I did yoga this morning for the first time in... I don't even know how long it's been, but I'll tell you right now it's been fucking ages.
Lately I feel as though I'm missing something. It's not society or culture: I think I'm doing pretty well getting my quota of those things, but I feel like something else is missing. (I'm tiptoeing around the word "spiritual" right now because we all know I'm an athiest and I want nothing to do with talk of god and stuff. But I think it is some kind of spirituality that I am missing: perhaps I mean that I am not paying enough attention to my spirit.) Maybe it is as simple as not paying enough attention to my body. Eating well is one thing, but living in my body—breathing deeply, resting on my bones, using my musculature—is something else altogether. And perhaps I have not been spending enough time dwelling on my body, feeling alive in my body.

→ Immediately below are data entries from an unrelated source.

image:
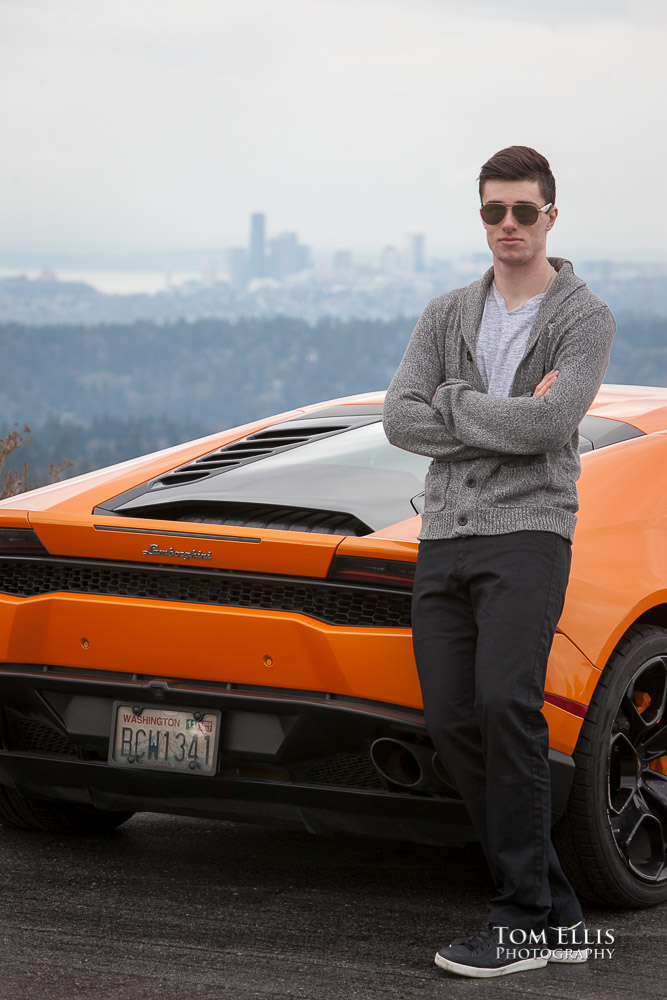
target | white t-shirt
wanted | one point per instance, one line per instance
(502, 339)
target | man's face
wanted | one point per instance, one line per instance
(510, 242)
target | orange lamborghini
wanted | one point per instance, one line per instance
(223, 629)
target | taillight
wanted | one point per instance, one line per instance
(383, 572)
(20, 542)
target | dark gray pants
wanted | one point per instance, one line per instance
(485, 609)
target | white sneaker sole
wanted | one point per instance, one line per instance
(523, 965)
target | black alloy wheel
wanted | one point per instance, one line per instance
(612, 840)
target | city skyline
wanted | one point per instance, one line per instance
(144, 127)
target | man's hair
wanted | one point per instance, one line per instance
(519, 163)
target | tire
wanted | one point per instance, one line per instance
(55, 817)
(611, 839)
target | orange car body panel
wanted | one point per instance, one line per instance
(618, 573)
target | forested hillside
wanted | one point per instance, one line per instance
(97, 395)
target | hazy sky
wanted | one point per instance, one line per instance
(144, 125)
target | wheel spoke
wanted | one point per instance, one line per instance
(640, 837)
(624, 769)
(646, 697)
(655, 790)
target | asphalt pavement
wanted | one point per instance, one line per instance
(167, 908)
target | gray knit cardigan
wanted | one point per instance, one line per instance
(500, 464)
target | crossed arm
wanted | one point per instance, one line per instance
(451, 421)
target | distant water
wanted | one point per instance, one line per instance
(112, 282)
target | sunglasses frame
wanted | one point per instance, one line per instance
(510, 208)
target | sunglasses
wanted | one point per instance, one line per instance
(525, 214)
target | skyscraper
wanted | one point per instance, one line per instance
(257, 245)
(417, 253)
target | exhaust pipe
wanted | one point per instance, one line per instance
(407, 765)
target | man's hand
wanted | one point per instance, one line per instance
(546, 383)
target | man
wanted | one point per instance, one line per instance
(493, 385)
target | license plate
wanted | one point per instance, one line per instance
(165, 739)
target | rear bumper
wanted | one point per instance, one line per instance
(286, 757)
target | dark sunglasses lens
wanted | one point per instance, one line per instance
(525, 215)
(493, 214)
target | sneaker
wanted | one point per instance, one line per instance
(566, 943)
(482, 956)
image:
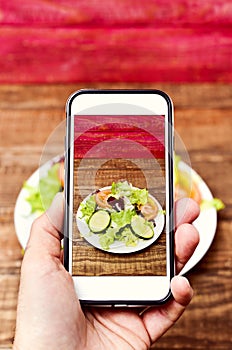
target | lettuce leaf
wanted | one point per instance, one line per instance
(88, 207)
(40, 197)
(135, 195)
(139, 196)
(122, 218)
(107, 238)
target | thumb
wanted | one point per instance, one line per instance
(46, 231)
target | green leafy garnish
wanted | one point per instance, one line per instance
(88, 207)
(135, 195)
(40, 197)
(122, 218)
(213, 203)
(108, 238)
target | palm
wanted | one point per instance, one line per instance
(51, 313)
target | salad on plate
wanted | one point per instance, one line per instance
(120, 216)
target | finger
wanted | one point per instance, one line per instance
(45, 232)
(186, 210)
(158, 320)
(186, 241)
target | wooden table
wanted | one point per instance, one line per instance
(29, 113)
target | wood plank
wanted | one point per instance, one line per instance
(116, 55)
(115, 13)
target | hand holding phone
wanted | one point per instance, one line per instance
(119, 217)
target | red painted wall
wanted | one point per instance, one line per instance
(115, 41)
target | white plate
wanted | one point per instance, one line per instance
(206, 223)
(22, 217)
(118, 246)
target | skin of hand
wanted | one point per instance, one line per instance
(49, 315)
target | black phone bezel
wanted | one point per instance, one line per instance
(171, 190)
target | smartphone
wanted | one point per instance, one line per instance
(119, 222)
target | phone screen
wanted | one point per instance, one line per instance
(119, 195)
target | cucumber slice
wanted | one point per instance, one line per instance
(141, 227)
(99, 221)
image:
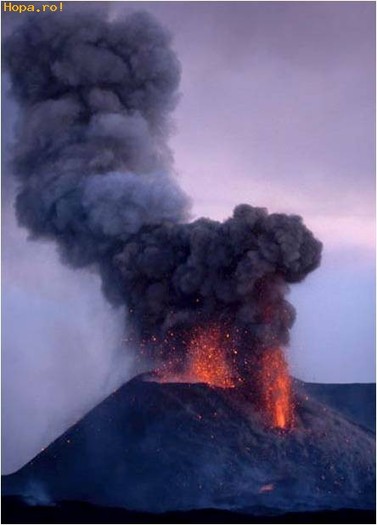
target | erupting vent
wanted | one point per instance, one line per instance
(209, 361)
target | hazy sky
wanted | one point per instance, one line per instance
(277, 110)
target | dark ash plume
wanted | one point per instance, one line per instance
(95, 174)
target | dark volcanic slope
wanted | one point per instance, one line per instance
(356, 401)
(159, 447)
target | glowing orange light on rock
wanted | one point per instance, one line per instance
(276, 388)
(207, 361)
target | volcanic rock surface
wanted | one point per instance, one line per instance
(158, 447)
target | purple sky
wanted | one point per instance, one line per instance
(277, 110)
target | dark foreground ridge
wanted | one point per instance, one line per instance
(176, 447)
(15, 510)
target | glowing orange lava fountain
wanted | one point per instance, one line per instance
(207, 361)
(276, 388)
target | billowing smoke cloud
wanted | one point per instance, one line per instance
(95, 174)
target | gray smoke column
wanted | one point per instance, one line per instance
(95, 174)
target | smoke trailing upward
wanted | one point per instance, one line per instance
(95, 174)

At any rate, it felt great. And I made a discovery. It's something I was taught in 2002 when I was studying with Judith Koltai and something I should've learned a long time ago, but it dropped in this morning for the first time.
In yoga, we're taught always to choose a point on the floor or on the wall (or sometimes the tip of a finger). We focus on this point to allow everything else to slip away and clear the mind. What Judith taught me (though I didn't learn it until this morning) is that the point on which we focus is not outside us but inside us. Like everything else that is spiritual, the goal is not external but internal. The focal point in yoga is a point outside the body, but that point of focus and my body are one and the same. I bring that point inside of me by focusing on it.
PLUS, the focal point is not just a physical place toward which I am reaching, but a personal goal as well: a metaphor, yes, but the focus is where I'm headed and where I'm headed today in my yoga practice and where I'm headed in my life can be the same place. They are, in fact, the same place, because both goals are a better version of me.